Keywords: AKIP1, lymph node metastasis, overall survival, TNM stage, tongue squamous cell carcinoma
1. Introduction
Tongue squamous cell carcinoma (TSCC) is one of the commonly diagnosed head and neck cancers, and its incidence is experiencing an increment especially in young individuals.[1] The clinical behavior of TSCC is aggressive and the early stage cancer development is non-symptomatic that contributes to high propensity for local invasion and metastasis, resulting in the approximately 40% incidence of lymph node metastasis at diagnosis.[2] Moreover, the treatment for TSCC including surgery, radiotherapy and chemotherapy is uniformed, which lacks individuality for heterogeneity.[3] To note, the mortality of TSCC has been increasing in the recent years with estimated annual deaths over 1,300,000 cases globally.[2] Therefore, novel therapeutic strategies and prognostic biomarkers are essential for TSCC.
A kinase interacting protein 1 (AKIP1) is an intracellular protein localized at the cytoplasm, nucleus, and mitochondria who plays the role as an adaptor of intracellular structural protein.[4] It is also reported to be a potent oncogenic protein in many cancers including breast cancer, cervical cancer, gastric cancer and esophageal cancer etc.[4–8] In laboratory aspects, AKIP1 has been shown to promote cell migration and invasion by activating Slug-induced epithelial-mesenchymal transition in gastric cancer cells, induce epithelial-mesenchymal transition via activating PI3K/Akt/IKKβ pathway in cervical cancer cells, and activate the Wnt/β-catenin/CBP signaling pathway in hepatocellular carcinoma cells.[9–11] Meanwhile, the clinical implication of AKIP1 is revealed, which implicates that AKIP1 is associated with poor clinical features such as advanced tumor stage, and it is potentially a biomarker for unfavorable prognosis in cancer patients.[4–8] Whereas in TSCC, the role of AKIP1 is not yet identified.
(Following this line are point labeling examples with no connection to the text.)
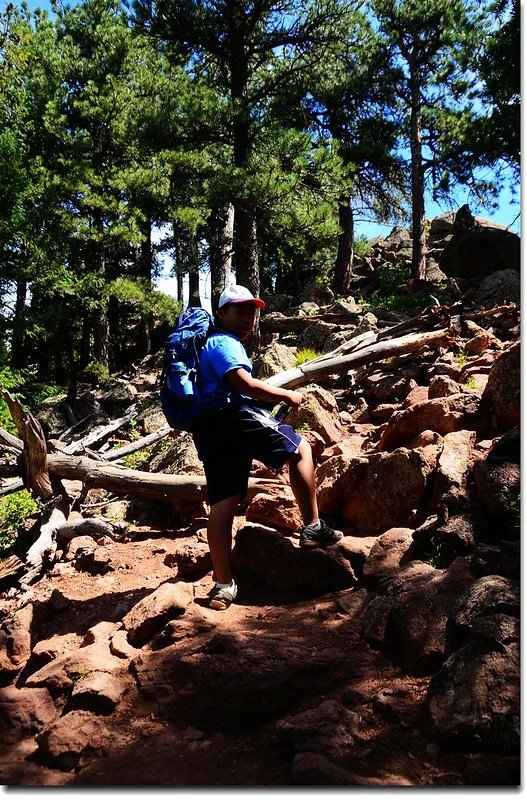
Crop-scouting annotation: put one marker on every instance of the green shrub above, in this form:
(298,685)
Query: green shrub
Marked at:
(95,372)
(306,354)
(361,246)
(14,509)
Therefore, we detected the AKIP1 expression by both immunohistochemistry (IHC) and real-time reverse transcription quantitative polymerase chain reaction (RT-qPCR) to analyze the correlation of AKIP1 with clinical feature and prognosis in TSCC patients.
2. Methods
2.1. Patients
194 TSCC patients who underwent resection and/or combined with radiotherapy in our hospital were retrospectively reviewed. All patients were confirmed as TSCC according to the finding of histopathology. The eligible patients included in this study were aged above 18-years old, had well preserved tumor tissue and adjacent tissue specimens which were suitable for IHC assay, had complete tumor features records before surgery. The patients who received neoadjuvant therapy, had history of or complicated with other cancers, or had no any follow-up data after surgery were excluded. This study was approved by the Ethics Committee of our hospital. Written informed consents were provided by themselves or their family members.
2.2. Data collection
Patients’ demographics such as age and gender were collected. Patients’ tumor features such as pathological grade, T stage, N stage and TNM stage were acquired from their electronic medical records. Whether the patients received adjuvant radiotherapy or not was also collected. Patients’ overall survival (OS) was defined as the date of surgery to the data of death.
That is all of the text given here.